# Should you load assets/resources at runtime or compiletime?

This topic is 670 days old which is more than the 365 day threshold we allow for new replies. Please post a new topic.

## Recommended Posts

Basically, I am creating a advanced game, and am currently implementing the Asset Manager. With my setup it is extremely trivial to embed data into the executable (It's literally one line per file). Of course, embeding into the executable is faster than reading from disk. However, I see many big games use the later anyway. Why is this? Which approach should I aim for? Why? Can you give me any (dis)advantages for using one or the other?

##### Share on other sites

If you have a system set up for e.g. reloading files if they are changed/on user action, you can use this to tweak various values without having to recompile the entire application every time there is a change.

"Hm, the movement speed of that enemy is a bit high" -- adjust, save, reload enemy settings without restarting game and progressing to that point again.

##### Share on other sites

I don't see how "compile time loading" could be any faster, you might be confusing this with the fact that you're paying the cost of loading the resource when the program is loaded, rather than paying it when you call LoadAsset(...) or somesuch to load the resource from a file at runtime. In other words, its not faster, you've just failed to measure the compile time scenario at all.

The great majority of your assets should be loaded at runtime. Personally, I would only consider compile-time-loading assets which, if missing, would mean that the engine, not the gamewould be unable to continuing to function as designed. Even at that, I would strongly consider loading them at run-time, as soon as possible, rather than embedding them in the executable just because it still affords greater flexibility.

##### Share on other sites

"Compile-time" loading, that is, embedding the resource into the executable, has the advantage of the resource always being available. There's no (reasonable) way for the asset to "not be there," so it's a good thing to use for very important, low-level assets, such as your default shaders, fallback "object not found" models and materials, et cetera. However, every resource you embed this way bloats the size of your executable, and they're hard to change or update, so you should use them sparingly and only for things that are very important.

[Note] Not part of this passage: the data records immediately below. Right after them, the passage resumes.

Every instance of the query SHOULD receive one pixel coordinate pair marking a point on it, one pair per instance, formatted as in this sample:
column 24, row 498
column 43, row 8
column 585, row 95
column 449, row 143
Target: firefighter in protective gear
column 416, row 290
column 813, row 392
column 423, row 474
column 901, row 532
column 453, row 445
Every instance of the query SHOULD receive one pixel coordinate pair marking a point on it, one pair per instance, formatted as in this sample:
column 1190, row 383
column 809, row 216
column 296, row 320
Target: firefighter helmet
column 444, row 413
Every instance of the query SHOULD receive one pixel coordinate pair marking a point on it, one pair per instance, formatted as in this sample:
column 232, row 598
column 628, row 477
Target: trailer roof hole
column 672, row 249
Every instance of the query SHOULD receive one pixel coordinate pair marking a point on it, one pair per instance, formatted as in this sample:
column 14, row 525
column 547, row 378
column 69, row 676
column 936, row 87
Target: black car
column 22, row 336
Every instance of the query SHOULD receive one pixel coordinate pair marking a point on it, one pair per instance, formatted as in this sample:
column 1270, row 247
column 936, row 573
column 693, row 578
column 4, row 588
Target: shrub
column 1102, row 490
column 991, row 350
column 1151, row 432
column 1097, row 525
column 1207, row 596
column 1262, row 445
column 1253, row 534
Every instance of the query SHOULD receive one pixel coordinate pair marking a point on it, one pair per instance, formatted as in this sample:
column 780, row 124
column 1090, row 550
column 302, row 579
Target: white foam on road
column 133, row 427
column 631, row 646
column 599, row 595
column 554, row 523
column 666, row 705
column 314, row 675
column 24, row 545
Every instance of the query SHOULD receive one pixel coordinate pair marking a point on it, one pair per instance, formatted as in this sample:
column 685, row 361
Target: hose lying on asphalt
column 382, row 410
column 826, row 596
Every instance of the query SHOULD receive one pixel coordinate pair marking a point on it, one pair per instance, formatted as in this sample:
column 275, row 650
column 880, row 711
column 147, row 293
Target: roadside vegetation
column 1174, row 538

"Runtime loading" is reading the assets from a file on the disk or elsewhere. These are way easier to update and patch and you can usually control the layout of the file better (or at least with less effort), which is useful for optimizing loading and patching. The downside is that the data can go missing relatively easily, so you have to have fallbacks or error handling in place.

Most of your data should probably be loaded at runtime. The advantages in control (and thus in perf) are significant. It's not true that "compile time loaded" data is faster at all. That's basically never the case in practice, especially if you're going to put all your data into the executable like that. It still gets read from the disk and if there's enough of it will get paged in and out just like anything else. Embed only the most critical of resources.

If you wanted to go nuts with building assets into executables instead of reading files, you could put them in DLLs. Then you can load and unload the assets and the code that goes along with them at run time. Each level could have its own DLL. However, I must say, this is probably a bad idea.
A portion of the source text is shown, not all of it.